I googled a little something - an actual product that exists on Earth. Now, this product uses a halogen lamp to melt ice, and is advertised to be releasing the same kind of light as the sun.
Why did I bring this up? It's because a single wavelength of light won't be enough to melt ice. What you want is a mix of many different wavelengths, as shown by the graphs here. More importantly, consider the fact that this planet has an atmosphere. If it has an atmosphere as thick as Earth, the device you need needs to somehow disable/remove a part of the atmosphere for a direct hit. Otherwise, you need to consider what happens to the released E&M Radiation once it enters the atmosphere, because that's what's going to melt the ice. Problem with your laser idea is that while you could find the right wavelength to melt the ice, the atmosphere could block those wavelengths. South pole ice, for example, has a low absorbity at between 250-450 nm wavelengths of light, but this is useless if the atmosphere blocks it.
But I think this is all way too complicated. The game Spore has a heat-ray kind of like this that heats up planets to a level at which next-tier plants can grow (which will then stabilize the tier) but I've never liked it. I think what you need is to land something on the planet to heat it from the inside - literally pollute it like we're doing to our planet right now. Maybe some sort of robot that will burn hydrocarbons to the point that it causes global warming. It could take some time, but it could work.
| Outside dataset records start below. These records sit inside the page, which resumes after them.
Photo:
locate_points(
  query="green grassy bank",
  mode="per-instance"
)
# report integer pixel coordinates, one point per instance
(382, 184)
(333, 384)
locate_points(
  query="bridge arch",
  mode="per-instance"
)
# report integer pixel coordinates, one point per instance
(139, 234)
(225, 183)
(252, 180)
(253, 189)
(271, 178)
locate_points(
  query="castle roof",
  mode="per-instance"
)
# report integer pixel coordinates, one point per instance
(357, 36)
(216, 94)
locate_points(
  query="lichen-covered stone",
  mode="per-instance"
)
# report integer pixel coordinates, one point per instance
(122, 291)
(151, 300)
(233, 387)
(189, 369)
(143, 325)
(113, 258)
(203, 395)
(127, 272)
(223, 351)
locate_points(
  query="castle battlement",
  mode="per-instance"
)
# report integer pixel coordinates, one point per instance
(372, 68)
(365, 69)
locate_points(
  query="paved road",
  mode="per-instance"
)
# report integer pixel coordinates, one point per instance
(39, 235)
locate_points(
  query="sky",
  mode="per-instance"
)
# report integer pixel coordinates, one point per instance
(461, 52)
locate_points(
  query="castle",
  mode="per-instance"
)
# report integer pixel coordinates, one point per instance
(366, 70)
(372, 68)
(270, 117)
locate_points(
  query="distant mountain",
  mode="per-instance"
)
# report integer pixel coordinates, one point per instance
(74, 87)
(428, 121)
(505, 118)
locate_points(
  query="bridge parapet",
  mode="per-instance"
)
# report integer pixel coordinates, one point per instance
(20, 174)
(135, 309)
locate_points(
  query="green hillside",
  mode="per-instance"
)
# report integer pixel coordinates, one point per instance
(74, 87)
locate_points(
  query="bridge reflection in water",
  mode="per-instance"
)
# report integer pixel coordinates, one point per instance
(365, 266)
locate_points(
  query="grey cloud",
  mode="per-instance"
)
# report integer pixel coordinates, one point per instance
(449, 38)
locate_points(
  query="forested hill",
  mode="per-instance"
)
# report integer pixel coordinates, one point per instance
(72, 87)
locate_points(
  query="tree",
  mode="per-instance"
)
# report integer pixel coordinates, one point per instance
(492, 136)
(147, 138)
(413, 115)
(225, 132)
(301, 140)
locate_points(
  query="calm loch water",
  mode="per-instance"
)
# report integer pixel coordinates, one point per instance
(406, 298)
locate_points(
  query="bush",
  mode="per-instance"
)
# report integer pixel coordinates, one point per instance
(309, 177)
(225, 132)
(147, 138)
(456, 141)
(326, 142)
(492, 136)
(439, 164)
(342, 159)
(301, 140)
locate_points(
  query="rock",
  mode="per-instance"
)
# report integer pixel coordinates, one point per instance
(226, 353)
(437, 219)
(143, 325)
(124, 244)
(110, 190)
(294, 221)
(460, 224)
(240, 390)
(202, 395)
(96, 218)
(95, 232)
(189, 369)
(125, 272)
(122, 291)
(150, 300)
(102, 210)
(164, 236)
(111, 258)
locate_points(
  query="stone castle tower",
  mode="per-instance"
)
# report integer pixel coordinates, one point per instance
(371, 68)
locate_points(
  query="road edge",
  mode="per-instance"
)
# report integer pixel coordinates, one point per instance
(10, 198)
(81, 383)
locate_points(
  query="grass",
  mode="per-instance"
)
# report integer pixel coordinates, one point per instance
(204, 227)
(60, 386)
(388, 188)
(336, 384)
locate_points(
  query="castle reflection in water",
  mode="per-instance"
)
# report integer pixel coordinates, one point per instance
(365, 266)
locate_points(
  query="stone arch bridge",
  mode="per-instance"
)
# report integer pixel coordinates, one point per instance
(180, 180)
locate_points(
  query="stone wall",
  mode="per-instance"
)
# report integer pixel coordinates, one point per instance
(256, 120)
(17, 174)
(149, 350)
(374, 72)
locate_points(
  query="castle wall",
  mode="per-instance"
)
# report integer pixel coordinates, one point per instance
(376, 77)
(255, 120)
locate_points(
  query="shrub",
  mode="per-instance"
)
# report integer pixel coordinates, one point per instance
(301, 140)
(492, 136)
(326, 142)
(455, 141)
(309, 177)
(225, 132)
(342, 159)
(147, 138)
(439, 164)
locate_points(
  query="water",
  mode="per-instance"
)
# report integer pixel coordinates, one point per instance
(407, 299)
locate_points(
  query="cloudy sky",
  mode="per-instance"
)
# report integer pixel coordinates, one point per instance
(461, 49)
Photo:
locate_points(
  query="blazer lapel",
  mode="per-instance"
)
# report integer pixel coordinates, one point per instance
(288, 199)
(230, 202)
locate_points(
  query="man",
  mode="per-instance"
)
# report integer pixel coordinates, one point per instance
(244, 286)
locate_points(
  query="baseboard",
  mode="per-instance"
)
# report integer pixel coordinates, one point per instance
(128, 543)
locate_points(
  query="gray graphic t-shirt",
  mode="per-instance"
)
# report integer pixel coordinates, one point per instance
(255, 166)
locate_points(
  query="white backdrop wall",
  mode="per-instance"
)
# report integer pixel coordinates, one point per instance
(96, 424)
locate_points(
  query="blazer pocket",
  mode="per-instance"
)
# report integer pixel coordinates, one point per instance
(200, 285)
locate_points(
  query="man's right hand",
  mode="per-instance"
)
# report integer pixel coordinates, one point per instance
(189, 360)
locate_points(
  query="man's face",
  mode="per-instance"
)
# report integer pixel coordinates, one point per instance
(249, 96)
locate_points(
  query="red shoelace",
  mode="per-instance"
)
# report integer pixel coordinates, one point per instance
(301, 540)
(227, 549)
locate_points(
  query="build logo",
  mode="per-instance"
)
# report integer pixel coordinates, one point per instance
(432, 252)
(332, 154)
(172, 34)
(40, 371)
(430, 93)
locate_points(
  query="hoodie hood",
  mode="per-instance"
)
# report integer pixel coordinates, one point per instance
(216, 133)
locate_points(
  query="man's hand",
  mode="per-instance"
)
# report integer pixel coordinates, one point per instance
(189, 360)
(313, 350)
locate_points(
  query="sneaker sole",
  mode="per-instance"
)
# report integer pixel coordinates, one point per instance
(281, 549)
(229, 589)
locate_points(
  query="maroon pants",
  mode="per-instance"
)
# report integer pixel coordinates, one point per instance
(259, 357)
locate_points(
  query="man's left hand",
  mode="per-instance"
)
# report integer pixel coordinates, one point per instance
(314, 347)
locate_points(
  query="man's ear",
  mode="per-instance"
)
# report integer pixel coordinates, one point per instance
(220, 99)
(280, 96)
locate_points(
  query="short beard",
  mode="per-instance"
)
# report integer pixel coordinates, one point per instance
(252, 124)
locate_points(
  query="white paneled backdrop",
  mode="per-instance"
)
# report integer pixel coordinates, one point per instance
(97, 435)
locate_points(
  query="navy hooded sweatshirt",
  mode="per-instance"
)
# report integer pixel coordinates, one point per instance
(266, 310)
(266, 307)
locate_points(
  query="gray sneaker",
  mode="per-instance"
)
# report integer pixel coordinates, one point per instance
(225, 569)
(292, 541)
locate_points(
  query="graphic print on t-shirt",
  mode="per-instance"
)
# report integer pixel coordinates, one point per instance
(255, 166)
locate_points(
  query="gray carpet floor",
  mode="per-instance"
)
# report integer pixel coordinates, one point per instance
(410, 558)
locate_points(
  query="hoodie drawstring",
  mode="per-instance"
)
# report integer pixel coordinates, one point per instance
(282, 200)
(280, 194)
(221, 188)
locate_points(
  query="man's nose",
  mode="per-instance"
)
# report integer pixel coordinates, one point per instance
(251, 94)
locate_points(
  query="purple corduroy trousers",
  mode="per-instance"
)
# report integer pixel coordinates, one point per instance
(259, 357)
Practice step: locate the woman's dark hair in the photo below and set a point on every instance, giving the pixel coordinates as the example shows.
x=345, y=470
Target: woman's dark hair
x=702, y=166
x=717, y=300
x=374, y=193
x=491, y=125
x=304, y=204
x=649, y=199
If you still like lasers, consider landing the robots to specifically laser the ice off directly, or to use the laser to heat up the atmosphere. Unless you make this large-scale, you also get to control how much of the planet melts this way.
Also consider messing with plate tectonics (if you have that ability). Large-scale volcanism can also be triggered given that it doesn't cause a nuclear winter. All options I've mentioned are very expensive, though.
EDIT: From comments we had a clarification that we are looking to melt a single structure that is covered by ice. For that reason, light between 200-500 nm would be good at melting off the ice if lasered in from within the atmosphere (ideally at a similar altitude/area to the ice, so the laser does not lose energy to other particles).